US stock indices experienced slight declines after a volatile trading day. Initially, indices opened higher before slipping into negative territory ahead of the FOMC rate decision. Both the S&P and NASDAQ indices reached intraday all-time highs at 6626.99 and 22397.50, respectively.
The NASDAQ 100 ended a 9-day win streak with a minor loss of 0.08%, and the NASDAQ composite also saw a slight drop after increasing in 8 of the last 9 sessions.
Key Indices Performance
The final outcomes for key indices were:
– Dow Industrial Average fell by 0.27%
– S&P Index decreased by 0.13%
– NASDAQ Index dropped by 0.07%
– Russell 2000 declined by 0.09%
Among the 11 components of the S&P 500, Energy had the highest performance, whilst Utilities had the lowest. Five components ended higher, whereas six saw declines:
– Energy increased by 1.74%
– Consumer Discretionary rose by 0.82%
– Consumer Staples gained 0.24%
– Telecom Services up by 0.27%
– Health Care inched up by 0.03%
– Industrials fell by 0.27%
– Technology slipped by 0.20%
– Materials dropped by 0.50%
– Financials decreased by 0.57%
– Real Estate fell by 0.68%
– Utilities dropped by 1.81%
We see the market holding its breath ahead of tomorrow’s FOMC decision. The pullback from all-time highs suggests traders are taking profits or buying protection. With the CME FedWatch Tool currently showing an 85% probability of another 25 basis point hike, the real risk is in the forward guidance for the rest of the year.

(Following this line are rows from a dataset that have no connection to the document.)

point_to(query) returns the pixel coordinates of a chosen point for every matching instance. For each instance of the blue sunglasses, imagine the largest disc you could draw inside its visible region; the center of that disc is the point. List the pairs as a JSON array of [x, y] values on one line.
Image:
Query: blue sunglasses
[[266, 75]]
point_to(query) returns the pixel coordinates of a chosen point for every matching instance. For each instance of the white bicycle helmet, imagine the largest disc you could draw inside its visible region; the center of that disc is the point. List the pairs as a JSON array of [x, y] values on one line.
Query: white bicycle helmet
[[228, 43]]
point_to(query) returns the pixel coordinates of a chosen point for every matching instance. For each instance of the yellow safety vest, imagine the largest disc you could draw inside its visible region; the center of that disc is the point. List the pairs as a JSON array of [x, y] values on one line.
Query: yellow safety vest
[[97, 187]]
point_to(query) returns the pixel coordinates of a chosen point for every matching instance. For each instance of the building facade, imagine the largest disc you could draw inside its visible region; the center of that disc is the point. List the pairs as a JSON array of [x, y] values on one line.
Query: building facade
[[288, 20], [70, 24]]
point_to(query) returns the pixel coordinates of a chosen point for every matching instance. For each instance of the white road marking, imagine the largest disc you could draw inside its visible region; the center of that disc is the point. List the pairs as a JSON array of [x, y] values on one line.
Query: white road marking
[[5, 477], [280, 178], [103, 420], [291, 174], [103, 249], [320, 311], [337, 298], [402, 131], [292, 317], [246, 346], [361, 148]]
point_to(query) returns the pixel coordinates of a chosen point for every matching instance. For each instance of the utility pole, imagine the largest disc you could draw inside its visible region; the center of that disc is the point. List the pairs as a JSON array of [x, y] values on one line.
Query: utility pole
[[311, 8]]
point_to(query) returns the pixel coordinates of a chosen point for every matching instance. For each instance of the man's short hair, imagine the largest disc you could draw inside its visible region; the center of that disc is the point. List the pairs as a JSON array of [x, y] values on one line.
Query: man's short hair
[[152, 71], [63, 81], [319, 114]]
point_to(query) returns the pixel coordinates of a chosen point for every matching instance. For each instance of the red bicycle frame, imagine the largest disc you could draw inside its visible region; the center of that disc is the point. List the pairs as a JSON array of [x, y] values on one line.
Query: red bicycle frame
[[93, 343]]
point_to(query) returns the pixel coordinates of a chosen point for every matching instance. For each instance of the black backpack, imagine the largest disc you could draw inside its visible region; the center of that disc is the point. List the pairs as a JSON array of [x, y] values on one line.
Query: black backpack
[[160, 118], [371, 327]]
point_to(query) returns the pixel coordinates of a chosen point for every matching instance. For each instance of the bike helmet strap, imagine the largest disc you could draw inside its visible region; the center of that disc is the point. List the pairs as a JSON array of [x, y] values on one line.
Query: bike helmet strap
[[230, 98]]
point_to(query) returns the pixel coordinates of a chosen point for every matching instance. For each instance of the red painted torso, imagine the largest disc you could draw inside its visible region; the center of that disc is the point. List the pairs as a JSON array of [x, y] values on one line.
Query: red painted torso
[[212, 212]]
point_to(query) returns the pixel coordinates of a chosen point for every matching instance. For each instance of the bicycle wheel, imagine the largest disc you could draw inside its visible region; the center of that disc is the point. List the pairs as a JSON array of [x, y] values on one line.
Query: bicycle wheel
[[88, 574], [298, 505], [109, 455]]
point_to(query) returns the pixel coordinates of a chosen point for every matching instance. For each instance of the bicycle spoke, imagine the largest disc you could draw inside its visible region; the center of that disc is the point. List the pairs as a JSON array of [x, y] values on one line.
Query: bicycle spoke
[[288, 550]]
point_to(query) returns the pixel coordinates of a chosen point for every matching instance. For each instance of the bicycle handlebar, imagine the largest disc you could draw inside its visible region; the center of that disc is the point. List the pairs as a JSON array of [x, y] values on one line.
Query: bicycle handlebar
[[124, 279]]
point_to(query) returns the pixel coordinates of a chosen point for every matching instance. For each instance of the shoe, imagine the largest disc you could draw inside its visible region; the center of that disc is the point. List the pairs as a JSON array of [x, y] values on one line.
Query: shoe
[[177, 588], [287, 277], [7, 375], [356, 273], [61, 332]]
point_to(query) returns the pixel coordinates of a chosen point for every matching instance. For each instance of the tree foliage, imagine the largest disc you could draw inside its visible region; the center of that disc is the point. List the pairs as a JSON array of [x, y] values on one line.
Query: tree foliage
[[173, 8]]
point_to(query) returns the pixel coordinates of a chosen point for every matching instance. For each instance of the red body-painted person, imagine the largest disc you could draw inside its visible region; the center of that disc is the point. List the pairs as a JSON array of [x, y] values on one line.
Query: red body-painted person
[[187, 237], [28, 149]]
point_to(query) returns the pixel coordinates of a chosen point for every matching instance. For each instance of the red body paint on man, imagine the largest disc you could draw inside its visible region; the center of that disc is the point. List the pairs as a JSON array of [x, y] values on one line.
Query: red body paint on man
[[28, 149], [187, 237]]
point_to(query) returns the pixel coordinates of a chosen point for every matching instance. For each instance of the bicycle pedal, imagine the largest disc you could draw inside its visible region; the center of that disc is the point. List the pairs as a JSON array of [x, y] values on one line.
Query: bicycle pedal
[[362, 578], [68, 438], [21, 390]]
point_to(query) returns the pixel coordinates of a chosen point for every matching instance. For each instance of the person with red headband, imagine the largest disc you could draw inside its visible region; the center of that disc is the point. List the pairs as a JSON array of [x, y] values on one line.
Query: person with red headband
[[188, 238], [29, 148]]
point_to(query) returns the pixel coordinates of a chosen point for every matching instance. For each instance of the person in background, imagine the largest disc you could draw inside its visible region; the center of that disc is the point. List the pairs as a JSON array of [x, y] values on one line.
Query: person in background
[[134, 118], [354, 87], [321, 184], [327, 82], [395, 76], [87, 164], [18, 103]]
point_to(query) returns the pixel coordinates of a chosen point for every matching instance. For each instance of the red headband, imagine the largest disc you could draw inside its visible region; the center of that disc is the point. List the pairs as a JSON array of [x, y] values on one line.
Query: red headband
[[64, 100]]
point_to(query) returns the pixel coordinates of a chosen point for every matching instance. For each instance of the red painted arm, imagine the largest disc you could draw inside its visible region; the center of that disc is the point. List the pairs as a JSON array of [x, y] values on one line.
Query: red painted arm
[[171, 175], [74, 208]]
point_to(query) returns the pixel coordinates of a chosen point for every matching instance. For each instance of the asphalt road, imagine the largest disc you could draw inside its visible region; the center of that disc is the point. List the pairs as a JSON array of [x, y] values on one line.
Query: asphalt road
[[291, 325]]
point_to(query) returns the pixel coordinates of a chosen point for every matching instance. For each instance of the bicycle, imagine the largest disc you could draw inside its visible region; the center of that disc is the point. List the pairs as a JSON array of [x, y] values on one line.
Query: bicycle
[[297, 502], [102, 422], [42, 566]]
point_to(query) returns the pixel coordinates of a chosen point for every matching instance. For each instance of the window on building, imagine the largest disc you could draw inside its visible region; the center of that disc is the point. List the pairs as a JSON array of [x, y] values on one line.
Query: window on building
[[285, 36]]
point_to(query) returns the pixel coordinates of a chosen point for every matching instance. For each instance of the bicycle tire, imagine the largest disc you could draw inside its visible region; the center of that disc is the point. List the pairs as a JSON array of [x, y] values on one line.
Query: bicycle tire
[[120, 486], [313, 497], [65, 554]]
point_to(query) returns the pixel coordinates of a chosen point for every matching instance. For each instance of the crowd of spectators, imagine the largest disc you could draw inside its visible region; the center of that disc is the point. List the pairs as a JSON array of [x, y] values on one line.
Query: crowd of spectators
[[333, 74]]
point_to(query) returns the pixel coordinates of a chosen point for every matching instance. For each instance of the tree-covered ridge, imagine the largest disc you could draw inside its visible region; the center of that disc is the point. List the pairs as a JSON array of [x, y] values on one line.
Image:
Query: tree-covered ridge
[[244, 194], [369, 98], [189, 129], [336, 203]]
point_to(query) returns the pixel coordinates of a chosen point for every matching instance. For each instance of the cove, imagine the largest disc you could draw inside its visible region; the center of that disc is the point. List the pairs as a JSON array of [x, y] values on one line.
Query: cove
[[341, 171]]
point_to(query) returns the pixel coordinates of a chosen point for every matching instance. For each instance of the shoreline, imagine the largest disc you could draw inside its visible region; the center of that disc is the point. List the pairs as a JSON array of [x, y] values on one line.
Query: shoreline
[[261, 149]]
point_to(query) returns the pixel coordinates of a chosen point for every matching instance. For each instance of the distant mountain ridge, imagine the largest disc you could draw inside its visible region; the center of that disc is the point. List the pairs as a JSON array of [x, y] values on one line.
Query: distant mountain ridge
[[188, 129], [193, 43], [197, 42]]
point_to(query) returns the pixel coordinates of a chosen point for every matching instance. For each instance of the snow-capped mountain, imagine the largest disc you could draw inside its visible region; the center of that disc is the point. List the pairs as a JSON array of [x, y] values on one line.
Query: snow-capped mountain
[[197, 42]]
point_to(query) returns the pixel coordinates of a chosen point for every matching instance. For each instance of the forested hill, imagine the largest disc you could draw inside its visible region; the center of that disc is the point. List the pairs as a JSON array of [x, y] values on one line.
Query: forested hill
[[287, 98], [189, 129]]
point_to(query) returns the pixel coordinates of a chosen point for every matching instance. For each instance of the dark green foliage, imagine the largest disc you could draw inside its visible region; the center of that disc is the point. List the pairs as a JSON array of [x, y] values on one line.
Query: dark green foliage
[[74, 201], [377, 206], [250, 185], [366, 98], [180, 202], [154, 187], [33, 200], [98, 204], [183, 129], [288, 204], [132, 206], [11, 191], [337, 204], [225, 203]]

Market Tension and Trading Strategies
This pre-announcement tension is a clear signal to trade volatility. The VIX has climbed over 15% in the last week to around 17.5, reflecting the uncertainty after last week’s August CPI report came in slightly hot at 3.9%. We could consider buying straddles or strangles on indices like the SPX to position for a larger-than-expected move, regardless of the direction.
The end of the NASDAQ’s nine-day winning streak is a technical sign of exhaustion. This suggests we could be entering a period of consolidation or a minor pullback even with a market-friendly Fed outcome. Selling out-of-the-money call spreads above the new NASDAQ high of 22397.50 may be a prudent way to generate income from this potential ceiling.
The sector performance provides a clear narrative on inflation and interest rate expectations. Energy’s strength is directly tied to WTI crude prices holding above $95 a barrel following OPEC+ production cuts announced earlier this month. The weakness in utilities and real estate shows the market is bracing for higher rates for longer, a dynamic we last saw during the aggressive hiking cycle of 2023.